I think it depends, if your interest is just having fun and hanging out, then it shouldn't matter if the habit is flagging your opponent. It is not interesting to prioritize a better quality game, what is important is to have fun and if your way of having fun is to win by time, that is not a crime.

For the player who intends to play the best he can or even wants to improve as a chess player, it is already different. If the resource to win is almost always flagging the opponent, then the player should be questioning himself with his game.
Already in a certain very high elo I think that in general that does not matter, already in itself it is a merit flagging your opponent when he is a very high level player (let's say 2600 blitz on chess dot com).

In bullet chess this does not matter at all.

magipi
embacher wrote:

Is it bad sportsmanship to make stalling moves to win the game on time?

I don't see why that would be bad sportsmanship. What other option do you have? Lose intentionally? Now that would be bad sportsmanship, no doubt.

Woollensock2
Keek ! 🤨
BananaRepublic
What about opponents who keep trash talking on chat.
TourDeChess7
embacher wrote:

So is it bad sportsmanship to flag your opponent that is in time trouble?
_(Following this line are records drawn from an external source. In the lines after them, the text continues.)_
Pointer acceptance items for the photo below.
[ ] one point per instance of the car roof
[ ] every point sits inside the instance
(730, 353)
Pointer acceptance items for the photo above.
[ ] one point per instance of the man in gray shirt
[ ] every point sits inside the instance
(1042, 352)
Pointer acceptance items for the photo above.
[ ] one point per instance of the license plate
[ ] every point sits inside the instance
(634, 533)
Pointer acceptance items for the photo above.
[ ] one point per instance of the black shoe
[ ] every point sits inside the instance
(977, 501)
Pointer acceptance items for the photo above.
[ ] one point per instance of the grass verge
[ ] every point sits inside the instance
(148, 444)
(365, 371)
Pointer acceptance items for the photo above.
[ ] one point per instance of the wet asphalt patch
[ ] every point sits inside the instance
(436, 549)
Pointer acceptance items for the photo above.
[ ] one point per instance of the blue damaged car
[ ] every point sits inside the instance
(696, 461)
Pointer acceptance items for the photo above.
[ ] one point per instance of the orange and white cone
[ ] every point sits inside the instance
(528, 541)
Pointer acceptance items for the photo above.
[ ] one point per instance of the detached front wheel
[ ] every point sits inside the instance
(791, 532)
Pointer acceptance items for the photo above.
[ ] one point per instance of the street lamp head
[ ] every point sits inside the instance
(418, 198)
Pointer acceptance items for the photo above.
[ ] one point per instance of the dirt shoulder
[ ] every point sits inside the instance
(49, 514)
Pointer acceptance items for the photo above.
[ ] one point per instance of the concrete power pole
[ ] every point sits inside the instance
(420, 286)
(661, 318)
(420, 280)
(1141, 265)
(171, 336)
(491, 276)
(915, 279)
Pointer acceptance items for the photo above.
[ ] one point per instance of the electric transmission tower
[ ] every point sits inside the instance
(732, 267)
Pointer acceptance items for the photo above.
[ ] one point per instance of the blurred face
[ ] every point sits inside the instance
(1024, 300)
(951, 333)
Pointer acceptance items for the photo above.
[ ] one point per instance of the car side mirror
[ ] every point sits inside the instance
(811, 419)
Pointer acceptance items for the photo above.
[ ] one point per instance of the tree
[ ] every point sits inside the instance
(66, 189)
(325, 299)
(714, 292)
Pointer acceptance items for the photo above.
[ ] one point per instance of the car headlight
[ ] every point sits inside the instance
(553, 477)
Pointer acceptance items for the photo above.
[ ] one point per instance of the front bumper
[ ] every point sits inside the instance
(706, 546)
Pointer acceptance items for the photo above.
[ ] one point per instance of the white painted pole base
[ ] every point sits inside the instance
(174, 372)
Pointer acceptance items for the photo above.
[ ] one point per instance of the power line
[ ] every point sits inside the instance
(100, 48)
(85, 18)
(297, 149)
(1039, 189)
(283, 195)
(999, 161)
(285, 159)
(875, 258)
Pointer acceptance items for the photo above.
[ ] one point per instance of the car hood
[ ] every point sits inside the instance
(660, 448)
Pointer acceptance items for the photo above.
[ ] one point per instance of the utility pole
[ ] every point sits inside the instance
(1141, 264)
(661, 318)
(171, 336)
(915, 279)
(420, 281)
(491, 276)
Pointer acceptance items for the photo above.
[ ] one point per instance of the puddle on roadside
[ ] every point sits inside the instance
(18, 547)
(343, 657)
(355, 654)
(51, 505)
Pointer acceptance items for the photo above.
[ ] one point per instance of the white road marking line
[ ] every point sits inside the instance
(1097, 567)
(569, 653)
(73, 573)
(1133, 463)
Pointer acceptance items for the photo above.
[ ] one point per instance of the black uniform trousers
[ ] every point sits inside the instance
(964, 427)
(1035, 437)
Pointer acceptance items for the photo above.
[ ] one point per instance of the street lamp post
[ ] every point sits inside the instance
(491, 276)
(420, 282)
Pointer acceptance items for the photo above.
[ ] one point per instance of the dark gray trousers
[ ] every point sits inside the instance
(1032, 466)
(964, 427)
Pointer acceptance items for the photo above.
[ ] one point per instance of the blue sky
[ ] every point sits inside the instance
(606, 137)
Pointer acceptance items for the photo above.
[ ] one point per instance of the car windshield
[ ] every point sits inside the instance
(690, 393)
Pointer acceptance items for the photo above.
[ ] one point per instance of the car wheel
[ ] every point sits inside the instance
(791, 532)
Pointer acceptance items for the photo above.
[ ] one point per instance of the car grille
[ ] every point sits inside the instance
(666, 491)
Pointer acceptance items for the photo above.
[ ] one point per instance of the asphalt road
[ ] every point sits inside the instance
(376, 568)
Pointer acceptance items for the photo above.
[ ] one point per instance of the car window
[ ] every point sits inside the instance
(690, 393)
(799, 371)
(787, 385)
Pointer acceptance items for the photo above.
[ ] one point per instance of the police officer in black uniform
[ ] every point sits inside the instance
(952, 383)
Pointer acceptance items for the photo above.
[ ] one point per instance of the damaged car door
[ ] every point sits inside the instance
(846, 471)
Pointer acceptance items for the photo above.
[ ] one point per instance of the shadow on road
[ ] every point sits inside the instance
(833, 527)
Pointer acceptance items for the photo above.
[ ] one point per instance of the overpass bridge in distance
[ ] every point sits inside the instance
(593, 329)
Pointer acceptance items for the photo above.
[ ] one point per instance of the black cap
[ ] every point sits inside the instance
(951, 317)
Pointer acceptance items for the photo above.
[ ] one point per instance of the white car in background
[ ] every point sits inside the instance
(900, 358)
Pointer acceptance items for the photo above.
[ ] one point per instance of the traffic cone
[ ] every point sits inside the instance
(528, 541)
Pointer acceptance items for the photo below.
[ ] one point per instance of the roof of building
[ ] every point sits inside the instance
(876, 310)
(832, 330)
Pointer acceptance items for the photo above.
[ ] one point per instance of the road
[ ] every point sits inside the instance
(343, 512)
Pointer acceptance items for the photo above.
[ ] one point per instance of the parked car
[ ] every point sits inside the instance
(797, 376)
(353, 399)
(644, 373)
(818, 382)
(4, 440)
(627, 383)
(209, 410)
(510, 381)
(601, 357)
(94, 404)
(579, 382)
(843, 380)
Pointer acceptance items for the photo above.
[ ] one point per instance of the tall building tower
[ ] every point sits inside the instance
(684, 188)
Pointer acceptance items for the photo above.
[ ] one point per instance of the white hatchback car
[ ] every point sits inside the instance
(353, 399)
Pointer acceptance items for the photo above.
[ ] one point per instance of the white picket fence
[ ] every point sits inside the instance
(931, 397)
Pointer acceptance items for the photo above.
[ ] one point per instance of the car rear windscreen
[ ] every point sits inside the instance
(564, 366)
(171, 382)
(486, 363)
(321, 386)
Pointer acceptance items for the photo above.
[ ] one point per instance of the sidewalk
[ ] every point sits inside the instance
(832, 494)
No, it's not bad sportsmanship. Time control is part of that game since it was agreed to at the start. No different than a basketball team up by 1 with 15 seconds left, holding possession of the ball and running the clock out without attempting to score. An added time increment will always allow time for a move...not a good one maybe, but the opportunity to move. So play with an added increment if you want to avoid games with an intentional timeout (flagging) strategy.

TourDeChess7
BananaRepublic wrote:
"What about opponents who keep trash talking on chat."

Trash talking on chat is poor sportsmanship (unless agreed to beforehand). It would not be tolerated OTB in a rated game at a competition. Another type of that is emoji icon trash. You get a notification that your opponent wants to chat, you accept to see what it is. Then no communication other than a continuing cartoon string of emojis.....examples, applause hands for their move, a bomb with a lit fuse after their move, any number of mocking emoji faces. You just have to ignore it, since you cannot turn their emoji cartoon string off once you accept the chat request, they can send them for the rest of the game. Turn chat off and/or don't answer a chat request until game over.